The Connecticut Vineyard and Winery Association submitted testimony to the Connecticut General Assembly urging opposition to House Bill 5458, a bill that would allow regulation and retail sales of marijuana in the small New England state. The testimony was delivered by George Motel, co-owner of Sunset Meadow Vineyards in Goshen, and provided less than compelling reasons for preventing legal marijuana sales. Tom Angell’s Marijuana Moment newsletter provided a link to the testimony.
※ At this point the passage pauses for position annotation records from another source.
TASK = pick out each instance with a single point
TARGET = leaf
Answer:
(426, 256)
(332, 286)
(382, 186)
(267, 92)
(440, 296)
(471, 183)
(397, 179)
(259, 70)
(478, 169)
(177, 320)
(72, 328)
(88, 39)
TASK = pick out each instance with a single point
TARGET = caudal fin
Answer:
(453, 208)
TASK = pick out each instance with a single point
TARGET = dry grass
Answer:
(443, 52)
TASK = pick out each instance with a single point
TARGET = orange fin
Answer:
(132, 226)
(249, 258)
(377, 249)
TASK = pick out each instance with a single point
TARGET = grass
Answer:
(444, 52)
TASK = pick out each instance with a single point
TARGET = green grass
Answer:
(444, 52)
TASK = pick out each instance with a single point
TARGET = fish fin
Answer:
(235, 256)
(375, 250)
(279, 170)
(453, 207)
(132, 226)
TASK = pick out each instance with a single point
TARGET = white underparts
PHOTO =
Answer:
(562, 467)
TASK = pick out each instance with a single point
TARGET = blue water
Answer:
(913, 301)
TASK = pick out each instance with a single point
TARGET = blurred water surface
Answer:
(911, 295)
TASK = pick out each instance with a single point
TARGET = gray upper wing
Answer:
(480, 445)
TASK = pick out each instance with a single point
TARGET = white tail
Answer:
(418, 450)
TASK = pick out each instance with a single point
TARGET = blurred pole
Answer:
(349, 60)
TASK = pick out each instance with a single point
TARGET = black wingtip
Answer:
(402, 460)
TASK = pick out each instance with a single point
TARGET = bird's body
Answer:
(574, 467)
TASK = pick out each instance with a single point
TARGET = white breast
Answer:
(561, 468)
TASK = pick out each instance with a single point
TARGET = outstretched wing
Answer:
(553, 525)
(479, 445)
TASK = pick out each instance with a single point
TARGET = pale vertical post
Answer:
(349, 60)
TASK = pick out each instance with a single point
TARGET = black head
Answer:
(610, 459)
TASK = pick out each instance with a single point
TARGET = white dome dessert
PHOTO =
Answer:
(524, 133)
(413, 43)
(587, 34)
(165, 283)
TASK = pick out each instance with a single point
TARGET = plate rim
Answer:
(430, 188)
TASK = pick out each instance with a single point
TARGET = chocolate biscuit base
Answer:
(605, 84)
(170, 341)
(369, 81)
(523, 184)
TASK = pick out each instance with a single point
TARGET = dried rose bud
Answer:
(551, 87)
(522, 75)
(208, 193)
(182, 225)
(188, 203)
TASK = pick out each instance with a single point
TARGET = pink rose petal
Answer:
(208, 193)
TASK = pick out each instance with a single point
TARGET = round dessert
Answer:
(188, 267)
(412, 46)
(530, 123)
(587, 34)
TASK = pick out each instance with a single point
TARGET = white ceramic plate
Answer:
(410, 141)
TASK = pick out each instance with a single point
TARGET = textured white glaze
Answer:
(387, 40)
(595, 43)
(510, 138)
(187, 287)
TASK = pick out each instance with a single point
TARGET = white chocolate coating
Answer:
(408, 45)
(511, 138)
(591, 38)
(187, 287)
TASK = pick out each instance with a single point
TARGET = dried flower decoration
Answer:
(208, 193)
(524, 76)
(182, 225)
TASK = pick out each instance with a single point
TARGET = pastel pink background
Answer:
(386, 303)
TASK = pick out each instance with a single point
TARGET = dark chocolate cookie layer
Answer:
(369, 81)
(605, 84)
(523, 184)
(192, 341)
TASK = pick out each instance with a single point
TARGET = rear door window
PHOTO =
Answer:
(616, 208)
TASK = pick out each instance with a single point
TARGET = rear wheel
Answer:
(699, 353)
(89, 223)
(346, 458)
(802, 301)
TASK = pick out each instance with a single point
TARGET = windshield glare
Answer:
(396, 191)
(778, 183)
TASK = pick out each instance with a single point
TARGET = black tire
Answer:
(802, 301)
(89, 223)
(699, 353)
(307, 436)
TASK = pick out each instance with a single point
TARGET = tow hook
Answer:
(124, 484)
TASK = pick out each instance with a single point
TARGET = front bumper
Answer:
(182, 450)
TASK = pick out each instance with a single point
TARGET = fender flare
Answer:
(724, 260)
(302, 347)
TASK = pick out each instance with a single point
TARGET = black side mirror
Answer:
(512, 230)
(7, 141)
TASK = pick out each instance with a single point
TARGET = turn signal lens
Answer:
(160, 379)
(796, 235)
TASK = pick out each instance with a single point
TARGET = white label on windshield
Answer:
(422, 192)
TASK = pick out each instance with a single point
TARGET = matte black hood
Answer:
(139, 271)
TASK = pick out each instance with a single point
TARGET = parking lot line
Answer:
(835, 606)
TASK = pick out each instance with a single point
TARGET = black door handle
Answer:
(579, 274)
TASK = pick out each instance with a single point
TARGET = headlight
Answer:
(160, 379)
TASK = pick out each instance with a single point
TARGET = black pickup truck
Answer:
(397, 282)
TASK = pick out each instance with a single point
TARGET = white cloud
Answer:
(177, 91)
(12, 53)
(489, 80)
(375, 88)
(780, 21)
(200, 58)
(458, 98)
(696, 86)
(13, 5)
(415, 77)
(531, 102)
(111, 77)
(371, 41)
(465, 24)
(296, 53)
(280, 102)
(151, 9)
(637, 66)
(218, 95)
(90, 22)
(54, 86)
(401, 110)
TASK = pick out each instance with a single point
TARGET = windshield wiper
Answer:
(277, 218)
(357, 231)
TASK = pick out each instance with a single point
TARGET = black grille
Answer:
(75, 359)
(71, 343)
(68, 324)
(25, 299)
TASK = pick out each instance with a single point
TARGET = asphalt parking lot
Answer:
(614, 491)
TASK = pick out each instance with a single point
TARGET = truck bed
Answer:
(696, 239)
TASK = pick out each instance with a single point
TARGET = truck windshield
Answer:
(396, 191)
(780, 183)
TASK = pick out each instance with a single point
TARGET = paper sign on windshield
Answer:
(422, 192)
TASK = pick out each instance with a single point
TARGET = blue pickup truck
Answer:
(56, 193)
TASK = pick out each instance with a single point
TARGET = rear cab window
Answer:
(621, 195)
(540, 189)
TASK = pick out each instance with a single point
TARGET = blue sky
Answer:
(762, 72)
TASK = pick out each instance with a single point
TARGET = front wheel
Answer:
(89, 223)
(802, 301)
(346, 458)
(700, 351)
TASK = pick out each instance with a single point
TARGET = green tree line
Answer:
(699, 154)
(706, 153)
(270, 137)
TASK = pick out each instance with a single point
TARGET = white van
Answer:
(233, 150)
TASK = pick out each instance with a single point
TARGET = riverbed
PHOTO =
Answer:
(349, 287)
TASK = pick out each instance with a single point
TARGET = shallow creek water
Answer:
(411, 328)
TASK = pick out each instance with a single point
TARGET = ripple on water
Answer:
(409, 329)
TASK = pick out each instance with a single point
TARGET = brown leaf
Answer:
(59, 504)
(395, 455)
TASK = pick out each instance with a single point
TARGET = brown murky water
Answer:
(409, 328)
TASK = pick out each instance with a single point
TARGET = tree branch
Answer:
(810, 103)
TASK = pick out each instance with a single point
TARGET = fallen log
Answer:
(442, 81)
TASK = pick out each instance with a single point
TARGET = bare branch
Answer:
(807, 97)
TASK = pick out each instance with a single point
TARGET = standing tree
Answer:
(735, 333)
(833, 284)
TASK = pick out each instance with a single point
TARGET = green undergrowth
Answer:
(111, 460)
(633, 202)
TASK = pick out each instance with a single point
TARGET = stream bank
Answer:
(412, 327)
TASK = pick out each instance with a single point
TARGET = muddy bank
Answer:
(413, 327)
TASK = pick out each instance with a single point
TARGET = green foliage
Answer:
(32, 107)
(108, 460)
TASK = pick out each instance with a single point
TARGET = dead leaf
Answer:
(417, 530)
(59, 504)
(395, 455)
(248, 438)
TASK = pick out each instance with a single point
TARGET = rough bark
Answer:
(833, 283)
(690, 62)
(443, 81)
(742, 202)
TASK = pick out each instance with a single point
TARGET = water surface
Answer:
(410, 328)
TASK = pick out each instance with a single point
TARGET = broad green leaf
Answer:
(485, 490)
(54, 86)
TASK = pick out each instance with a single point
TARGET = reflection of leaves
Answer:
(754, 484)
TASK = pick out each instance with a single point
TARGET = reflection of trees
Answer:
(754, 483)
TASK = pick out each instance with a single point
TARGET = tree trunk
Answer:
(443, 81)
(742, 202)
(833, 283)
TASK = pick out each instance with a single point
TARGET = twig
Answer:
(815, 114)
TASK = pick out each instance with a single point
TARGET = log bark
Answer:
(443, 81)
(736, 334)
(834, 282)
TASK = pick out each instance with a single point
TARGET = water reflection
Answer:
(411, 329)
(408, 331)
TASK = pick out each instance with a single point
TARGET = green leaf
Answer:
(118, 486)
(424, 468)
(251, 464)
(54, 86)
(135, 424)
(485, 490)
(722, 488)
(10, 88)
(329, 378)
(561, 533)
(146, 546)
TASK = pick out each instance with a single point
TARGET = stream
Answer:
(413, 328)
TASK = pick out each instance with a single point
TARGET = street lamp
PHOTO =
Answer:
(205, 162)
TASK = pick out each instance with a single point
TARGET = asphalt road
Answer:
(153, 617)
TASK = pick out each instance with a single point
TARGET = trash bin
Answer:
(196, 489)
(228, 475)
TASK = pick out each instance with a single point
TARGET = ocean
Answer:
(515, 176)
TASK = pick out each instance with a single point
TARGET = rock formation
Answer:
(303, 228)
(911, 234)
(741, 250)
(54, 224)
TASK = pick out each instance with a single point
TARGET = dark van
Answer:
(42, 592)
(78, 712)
The main argument presented by Motel was that it would be overly burdensome for wineries to monitor their customers for “yet another intoxicant such as marijuana”, and potentially costly. He also explained that enforcing a “no smoking” policy on a vineyard would be costly and require additional staff and unseen costs. He even complains about the “inconspicuous vaping technology” making enforcement even tougher. From Motel’s submitted testimony:
“From a business perspective, Connecticut small wine farms are deeply concerned with the liability that accompanies the regulation and retail sale of marijuana. Wineries are responsible for the well-being of their patrons. Since small wine farms already serve alcohol on premises, monitoring customers for yet another intoxicant such as marijuana puts a dangerous and costly burden on business owners. In the event of an accident, the winery bears the burden of defending themselves and paying the price. Furthermore, hiring and training staff to monitor and enforce a ‘no smoking’ policy on expansive vineyard property simply isn’t feasible – especially with the inconspicuous vaping technology surfacing in other states with similar marijuana laws.”
The idea that it’s the responsibility of a winery to check customers for “marijuana intoxication”, whatever that looks like, during wine tasting is absurd and shows the ignorance of the association and Connecticut winemakers. To also claim that they will have trouble policing their vast acreage to control people that are smoking doobies or hitting on a vape pen is laughable, at best.
Their only decent argument they made is one of pure protectionism of their industry, arguably to the detriment of the health of their citizens. He explains that alcohol sales in legal states has declined, which could impact their sales.
“Researchers from the University of Connecticut teamed up with top academics in January of this year to determine that alcohol sales have dropped 15% in states with medical marijuana laws,” Motel explains. “That’s a large percentage of revenue these wineries cannot make up for, and could drive good jobs and businesses out of Connecticut in a struggling economy.”